Wiggins Hill in the Domesday book

In the fields nearby, Roman coins of the third and fourth centuries have been found, also earthwork features of medieval times.

The main buildings in Wiggins Hill date to the 17th century. There is a half-timbered cottage with a large barn and a farmhouse with a Dutch gable. Wiggins Hill was a major meeting place for Quakers, with a meeting house and cottage being built there in 1724 by the group. Construction cost £100, of which £40 was raised by collections in the county.
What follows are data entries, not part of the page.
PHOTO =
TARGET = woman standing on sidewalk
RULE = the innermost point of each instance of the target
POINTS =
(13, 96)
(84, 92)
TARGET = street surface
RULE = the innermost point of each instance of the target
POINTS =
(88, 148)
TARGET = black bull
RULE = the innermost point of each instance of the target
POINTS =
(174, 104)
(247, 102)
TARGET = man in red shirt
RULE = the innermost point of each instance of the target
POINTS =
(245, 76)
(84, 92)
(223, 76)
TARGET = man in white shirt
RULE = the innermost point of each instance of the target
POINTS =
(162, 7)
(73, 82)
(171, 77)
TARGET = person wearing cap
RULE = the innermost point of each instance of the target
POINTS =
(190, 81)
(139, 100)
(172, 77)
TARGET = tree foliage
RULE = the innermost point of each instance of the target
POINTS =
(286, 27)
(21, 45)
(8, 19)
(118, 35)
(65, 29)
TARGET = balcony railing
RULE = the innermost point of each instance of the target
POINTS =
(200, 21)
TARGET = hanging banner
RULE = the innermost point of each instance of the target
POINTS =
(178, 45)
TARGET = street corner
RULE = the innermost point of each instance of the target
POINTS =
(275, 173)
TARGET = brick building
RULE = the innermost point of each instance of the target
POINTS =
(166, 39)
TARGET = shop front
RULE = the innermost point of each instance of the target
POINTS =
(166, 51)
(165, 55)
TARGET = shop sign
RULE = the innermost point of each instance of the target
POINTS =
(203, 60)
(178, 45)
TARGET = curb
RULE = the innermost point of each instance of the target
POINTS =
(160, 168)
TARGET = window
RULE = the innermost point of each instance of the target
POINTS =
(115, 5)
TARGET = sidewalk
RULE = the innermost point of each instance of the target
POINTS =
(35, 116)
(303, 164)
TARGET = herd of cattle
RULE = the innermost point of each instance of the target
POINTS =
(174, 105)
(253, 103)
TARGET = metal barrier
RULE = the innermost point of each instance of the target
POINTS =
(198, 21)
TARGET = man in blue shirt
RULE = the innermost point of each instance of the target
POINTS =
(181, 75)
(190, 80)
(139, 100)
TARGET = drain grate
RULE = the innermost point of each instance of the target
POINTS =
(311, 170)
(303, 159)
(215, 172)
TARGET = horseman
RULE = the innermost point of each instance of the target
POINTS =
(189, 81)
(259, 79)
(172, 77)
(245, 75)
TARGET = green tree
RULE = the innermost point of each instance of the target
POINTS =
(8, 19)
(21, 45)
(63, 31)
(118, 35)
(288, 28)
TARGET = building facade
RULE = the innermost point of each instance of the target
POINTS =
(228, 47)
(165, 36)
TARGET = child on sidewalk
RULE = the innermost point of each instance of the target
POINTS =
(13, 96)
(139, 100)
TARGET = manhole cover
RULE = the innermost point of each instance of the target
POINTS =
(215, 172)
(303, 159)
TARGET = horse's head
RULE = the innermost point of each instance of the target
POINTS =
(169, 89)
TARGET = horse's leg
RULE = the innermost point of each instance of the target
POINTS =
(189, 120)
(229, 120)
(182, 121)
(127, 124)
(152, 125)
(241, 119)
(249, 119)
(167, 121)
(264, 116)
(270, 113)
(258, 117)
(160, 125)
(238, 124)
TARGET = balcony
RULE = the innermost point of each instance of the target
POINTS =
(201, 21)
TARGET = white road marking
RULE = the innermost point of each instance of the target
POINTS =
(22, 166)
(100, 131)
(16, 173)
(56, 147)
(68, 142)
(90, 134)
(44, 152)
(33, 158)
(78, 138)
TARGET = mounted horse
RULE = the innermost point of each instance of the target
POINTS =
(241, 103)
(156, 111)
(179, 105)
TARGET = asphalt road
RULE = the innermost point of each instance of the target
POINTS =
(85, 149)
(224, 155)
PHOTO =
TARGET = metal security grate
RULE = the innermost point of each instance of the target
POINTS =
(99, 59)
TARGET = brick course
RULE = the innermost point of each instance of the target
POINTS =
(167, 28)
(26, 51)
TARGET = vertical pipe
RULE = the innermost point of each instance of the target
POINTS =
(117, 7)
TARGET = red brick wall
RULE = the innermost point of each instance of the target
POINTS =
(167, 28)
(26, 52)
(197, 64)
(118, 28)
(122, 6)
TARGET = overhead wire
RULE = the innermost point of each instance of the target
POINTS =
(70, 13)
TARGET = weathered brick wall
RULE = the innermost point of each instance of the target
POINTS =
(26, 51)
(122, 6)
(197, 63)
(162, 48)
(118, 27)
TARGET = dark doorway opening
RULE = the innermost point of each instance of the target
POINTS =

However, by the 19th century, the number of those attending was low resulting in the closure of the meeting house, which eventually fell into dilapidation.

Wiggins Hill did consist of a 15th-century timber-framed house named Wincelle (the name of the hamlet in Magna Carta); however, in 1910, it was dismantled and reassembled at its current site overlooking New Hall Valley Country Park, in New Hall Valley on the Wylde Green Road in Walmley, Sutton Coldfield.

The nearby Birmingham and Fazeley Canal was built in 1789 and brought passing trade.